# Is something better than nothing?



## emily93 (May 3, 2011)

I've been married for 4 years, we were together for 2 years before that. As horrible as it sounds, I've never loved him. I've tried so hard. He is a great man, comes from a good family, he's funny, smart, laid back. Most of all, he loves me so much. Everyday I would wake up and hope that I would love him. We are such a smart match. But I don't. I feel like I married my best friend, which is what you're supposed to do right? But I just don't love him. I feel the same around him as any of my friends, obviously a little different, but I just don't feel love. I knew I didn't love him when we got married, but I was okay with it. I thought I would never find anyone that loved me like he did, and it made him happy, so why not? (Terrible I know) 
Shortly after we got married, I started saying how it didn't feel right. We went to see a marriage counselor once. My husband isn't exactly the talking type, he didn't like it and we never went back. I thought part of our problem might be that we lived in the town he grew up in, with all of his same friends and family. He relied heavily on their thoughts. So, 2 years ago we packed and moved 1,000 miles away. I thought it might be better if it were just the two of us. It did. We have grown closer, we do things together instead of as a massive group. But my heart just doesn't feel like his. I've thought about divorce/separation several times, but everytime I used the argument of "I can't do that to him" He really is such a great guy, and I do feel terrible for the heartbreak I'm about to cause him. Part of me wonders if I should just stay with him, maybe he is the best thing for me, but then I think 'I deserve to be in love too, right?' I want to make sure he'll be okay after we split up (I make signficantly more than him). I have started saving some money. We don't really own anything so that isn't an issue. I wanted to keep him on my health insurance, but I want to be able to move on with my life. It seems like that would be harder for both of us if we're still married.
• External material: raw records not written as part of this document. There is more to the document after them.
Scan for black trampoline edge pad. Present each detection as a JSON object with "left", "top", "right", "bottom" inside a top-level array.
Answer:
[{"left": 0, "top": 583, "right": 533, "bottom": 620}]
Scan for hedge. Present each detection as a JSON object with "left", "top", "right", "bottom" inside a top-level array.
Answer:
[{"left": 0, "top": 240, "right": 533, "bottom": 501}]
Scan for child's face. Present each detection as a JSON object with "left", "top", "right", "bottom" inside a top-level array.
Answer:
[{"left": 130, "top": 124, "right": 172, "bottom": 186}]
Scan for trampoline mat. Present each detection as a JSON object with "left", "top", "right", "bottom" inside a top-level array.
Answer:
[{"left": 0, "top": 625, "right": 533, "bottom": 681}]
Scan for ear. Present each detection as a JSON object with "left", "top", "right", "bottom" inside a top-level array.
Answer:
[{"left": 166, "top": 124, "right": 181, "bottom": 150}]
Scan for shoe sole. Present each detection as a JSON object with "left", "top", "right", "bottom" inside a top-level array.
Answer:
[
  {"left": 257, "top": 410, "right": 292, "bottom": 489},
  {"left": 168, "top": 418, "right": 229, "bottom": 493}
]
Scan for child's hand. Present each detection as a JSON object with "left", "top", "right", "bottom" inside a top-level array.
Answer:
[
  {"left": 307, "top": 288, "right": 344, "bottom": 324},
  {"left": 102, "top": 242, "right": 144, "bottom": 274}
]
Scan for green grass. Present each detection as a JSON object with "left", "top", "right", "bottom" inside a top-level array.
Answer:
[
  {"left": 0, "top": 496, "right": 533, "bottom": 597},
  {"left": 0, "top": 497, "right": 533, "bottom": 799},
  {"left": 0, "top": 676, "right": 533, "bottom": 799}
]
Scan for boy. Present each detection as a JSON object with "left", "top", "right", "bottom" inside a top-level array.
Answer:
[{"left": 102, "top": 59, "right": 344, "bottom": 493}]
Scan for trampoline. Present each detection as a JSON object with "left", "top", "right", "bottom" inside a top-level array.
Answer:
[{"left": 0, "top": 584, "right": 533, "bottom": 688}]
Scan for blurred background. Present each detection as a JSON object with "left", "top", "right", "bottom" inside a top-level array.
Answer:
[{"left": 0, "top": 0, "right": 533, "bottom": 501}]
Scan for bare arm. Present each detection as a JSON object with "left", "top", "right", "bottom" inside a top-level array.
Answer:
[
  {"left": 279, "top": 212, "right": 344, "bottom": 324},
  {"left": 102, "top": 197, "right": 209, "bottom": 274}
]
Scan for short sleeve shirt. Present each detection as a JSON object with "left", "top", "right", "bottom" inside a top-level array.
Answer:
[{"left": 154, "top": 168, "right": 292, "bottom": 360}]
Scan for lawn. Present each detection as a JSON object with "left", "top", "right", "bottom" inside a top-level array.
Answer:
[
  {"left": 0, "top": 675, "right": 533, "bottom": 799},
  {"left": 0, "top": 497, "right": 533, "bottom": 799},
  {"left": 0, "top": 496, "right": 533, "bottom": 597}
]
I feel like a terrible person. I know I shouldn't have let it go on this long, but I wanted to love him. I really do want to stay friends with him, although I know that might not happen. I'm not sure what exactly I'm looking for on here, thoughts maybe, suggestions?


----------



## Dedicated2Her (Nov 13, 2010)

I guess I'm curious as to what your definition of "love" is.


----------



## MGirl (Mar 13, 2011)

I agree with the previous poster. When someone says they don't "feel in love" it often just means that there aren't any strong romantic feelings going on. However, romantic feelings or passionate love(as discussed in recent thread), have to be worked on.


----------



## Jellybeans (Mar 8, 2011)

Emily, loving someone isn't a feeling one can "create." 

It's either there or it isn't. And it sounds like for the entire duration of your marriage, you haven't and don't love him.

You are going to be miserable if you stay like this, hoping you an wake up and find yourself loving him, as you described. That is no way to live. It's not fair to you and it's especially cruel to him. He probably thinks that you love him.

My advice is to let him go so he can find someone who truly loves him. And so you can find your own happiness and find the reasons why you married someone you never loved. Marriage is huge. And it doesn't sound like you did it for the right reasons.


----------



## Runs like Dog (Feb 25, 2011)

He seems rather low maintenance. It doesn't sound as if he'd mind if this continued. The problem lies with you.


----------